Fit with custom normal prior:
+ Transition model: Change-point. Hyper-Parameter(s): ['tChange']
+ Detected 1 change-point(s) in transition model: ['tChange']
+ Set hyper-prior(s): ['sqrt(2)*exp(-(x - 1920)**2/50)/(10*sqrt(pi))']
+ Started new fit.
    + 109 analyses to run.

    + Computed average posterior sequence
    + Computed hyper-parameter distribution
    + Log10-evidence of average model: -80.50692
    + Computed local evidence of average model
    + Computed mean parameter values.
+ Finished fit.
../_images/tutorials_priordistributions_9_3.png

Since we used a quite narrow prior (containing a lot of information) in the second case, the resulting distribution is strongly shifted towards the prior. The following example revisits the two break-point-model from here and a linear decrease with a varying slope as a hyper-parameter. Here, we define a Gaussian prior for the slope hyper-parameter, which is centered around the value -0.2 with a standard deviation of 0.4, via a lambda-function. For simplification, we set the break-points to fixed years.

In [6]:
S = bl.HyperStudy()
S.loadExampleData()
S.setObservationModel(bl.om.Poisson('accident rate', bl.oint(0, 6, 1000)))

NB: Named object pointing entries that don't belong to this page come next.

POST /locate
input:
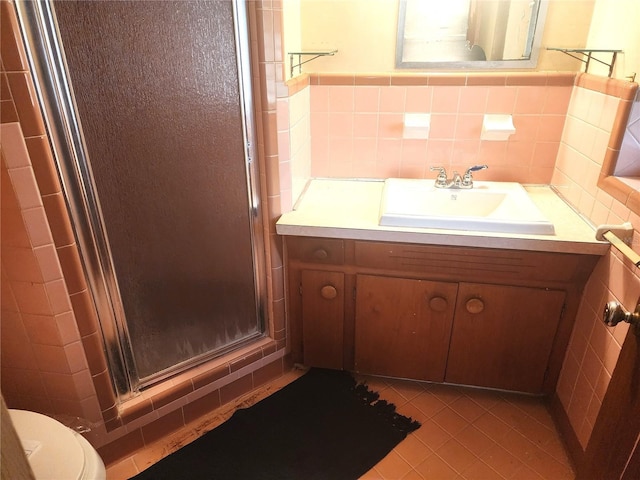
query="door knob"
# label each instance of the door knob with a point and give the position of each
(475, 305)
(438, 304)
(615, 313)
(328, 292)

T = bl.tm.SerialTransitionModel(bl.tm.Static(),
                                bl.tm.BreakPoint('t_1', 1880),
                                bl.tm.Deterministic(lambda t, slope=np.linspace(-2.0, 0.0, 30): t*slope,
                                                    target='accident rate',
                                                    prior=lambda slope: np.exp(-0.5*((slope + 0.2)/(2*0.4))**2)/0.4),
                                bl.tm.BreakPoint('t_2', 1900),
                                bl.tm.Static()
                                )
S.setTransitionModel(T)
S.fit()
+ Created new study.
  --> Hyper-study
+ Successfully imported example data.
+ Observation model: Poisson. Parameter(s): ['accident rate']
+ Transition model: Serial transition model. Hyper-Parameter(s): ['slope', 't_1', 't_2']
+ Set hyper-prior(s): ['<lambda> (re-normalized)', 'uniform', 'uniform']
+ Started new fit.
    + 30 analyses to run.

    + Computed average posterior sequence
    + Computed hyper-parameter distribution
    + Log10-evidence of average model: -74.84129
    + Computed local evidence of average model
    + Computed mean parameter values.
+ Finished fit.

Finally, note that you can mix SymPy- and function-based hyper-priors for nested transition models.